AOF Activities & Events
Freethought Day, or "Freethought Coming-Out Day," is a day to give in-the-closet freethinkers a platform from which to declare themselves. The formal calendar holiday is October 12, but many groups plan celebrations for the closest weekend. Some recognize the week as Freethought Week, or the entire month of October as Freethought Month. In this time, newly declared freethinkers can garner strength and support from fellow "declared" freethinkers.
Why October 12? Because on the day in 1692, Colonial Massachusetts Governor William Phips wrote to the Privy Council of the British monarchs to take a stand against the legal use of "spectral evidence," that is, evidence of a non-objective nature, such as "feelings" and visions. His decision that evidence should be objective and verifiable essentially brought an end to the Salem Witch Trials, saving scores of lives. (Click here to read Phips's two letters.)
In the modern United States, discrimination, hatred and bias against freethinkers continues.
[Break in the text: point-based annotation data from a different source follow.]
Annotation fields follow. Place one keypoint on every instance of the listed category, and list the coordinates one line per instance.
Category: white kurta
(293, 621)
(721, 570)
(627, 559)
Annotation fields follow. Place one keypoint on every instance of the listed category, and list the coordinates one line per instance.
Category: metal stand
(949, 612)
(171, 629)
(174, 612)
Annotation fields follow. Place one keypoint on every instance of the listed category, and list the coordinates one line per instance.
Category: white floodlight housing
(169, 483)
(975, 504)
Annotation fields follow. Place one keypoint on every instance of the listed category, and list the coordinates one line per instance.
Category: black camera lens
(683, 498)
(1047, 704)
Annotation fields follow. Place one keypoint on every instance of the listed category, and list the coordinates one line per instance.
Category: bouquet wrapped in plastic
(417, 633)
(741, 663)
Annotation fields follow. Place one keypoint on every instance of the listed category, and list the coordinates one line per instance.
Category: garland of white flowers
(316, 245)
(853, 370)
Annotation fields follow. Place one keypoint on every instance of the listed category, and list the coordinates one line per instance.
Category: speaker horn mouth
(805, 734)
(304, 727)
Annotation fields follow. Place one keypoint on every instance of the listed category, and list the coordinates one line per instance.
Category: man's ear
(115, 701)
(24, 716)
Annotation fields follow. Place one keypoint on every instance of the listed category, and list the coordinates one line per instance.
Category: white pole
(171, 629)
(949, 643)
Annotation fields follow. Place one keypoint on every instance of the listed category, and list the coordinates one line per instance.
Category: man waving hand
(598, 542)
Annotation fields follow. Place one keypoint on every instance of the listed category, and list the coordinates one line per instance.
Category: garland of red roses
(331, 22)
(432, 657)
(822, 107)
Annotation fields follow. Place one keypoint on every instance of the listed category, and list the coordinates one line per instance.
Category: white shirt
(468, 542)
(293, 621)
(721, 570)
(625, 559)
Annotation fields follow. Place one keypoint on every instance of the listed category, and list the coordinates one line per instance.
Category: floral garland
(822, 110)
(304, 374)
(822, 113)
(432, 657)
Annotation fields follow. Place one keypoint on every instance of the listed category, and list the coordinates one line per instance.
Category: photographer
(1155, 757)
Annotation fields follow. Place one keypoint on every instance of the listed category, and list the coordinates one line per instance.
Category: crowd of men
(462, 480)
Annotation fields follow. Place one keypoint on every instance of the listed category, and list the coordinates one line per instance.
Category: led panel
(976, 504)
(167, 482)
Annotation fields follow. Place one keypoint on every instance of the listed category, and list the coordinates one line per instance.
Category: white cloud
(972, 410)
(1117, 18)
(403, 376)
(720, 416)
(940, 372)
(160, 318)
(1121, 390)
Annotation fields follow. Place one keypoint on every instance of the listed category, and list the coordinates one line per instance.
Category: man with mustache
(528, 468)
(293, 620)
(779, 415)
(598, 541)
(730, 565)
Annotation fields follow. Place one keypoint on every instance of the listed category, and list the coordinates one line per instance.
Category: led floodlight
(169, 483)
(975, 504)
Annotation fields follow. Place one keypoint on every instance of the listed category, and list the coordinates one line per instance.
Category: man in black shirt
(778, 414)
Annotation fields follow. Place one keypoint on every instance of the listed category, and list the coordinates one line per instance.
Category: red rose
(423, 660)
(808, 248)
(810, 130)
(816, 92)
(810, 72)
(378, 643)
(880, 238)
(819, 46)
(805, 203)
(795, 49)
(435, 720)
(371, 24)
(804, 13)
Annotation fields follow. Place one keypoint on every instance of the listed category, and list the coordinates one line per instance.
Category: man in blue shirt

The freethought community, unlike the gay and lesbian community, lacks a powerful voice and activist population for ending such treatment. Reactions often stem from a misunderstanding of what it is to be a freethinker, or that freethought is a mindset often set in motion in childhood, like sexual preference, not something to change on a whim or with the right "religion." Others should not to try to change it with bullying, ridicule or intimidation. Freethinkers must be allowed to declare themselves openly. The intent of Freethought Day is to change this situation for the better of all freethinkers, especially the young.
Today's world sees the emergence of younger and younger freethinkers who are often alone and isolated in their communities. The Secular Student Alliance and the Campus Freethought Alliance attempt through their projects to give voice to college and university freethinkers in the US and across the globe, while programs such as Camp Quest, the country's first secular humanist summer camp, and the SSA's High School Program provide young freethinkers with a place to gain a sense of community and understand that there is a proud and illustrious history to their philosophy. However these programs are few, and without a united voice and a united commitment to change this situation, they may not be enough.
Every freethinker in every community should feel comfortable with his or her ideals, and part of that is a connection to like-minded individuals. Freethought Day gives our friends a chance to understand who we freethinkers are, what we believe, that freethought exists in every community, and that they should not view freethought with fear, but with respect as a positive, compassionate way to live life.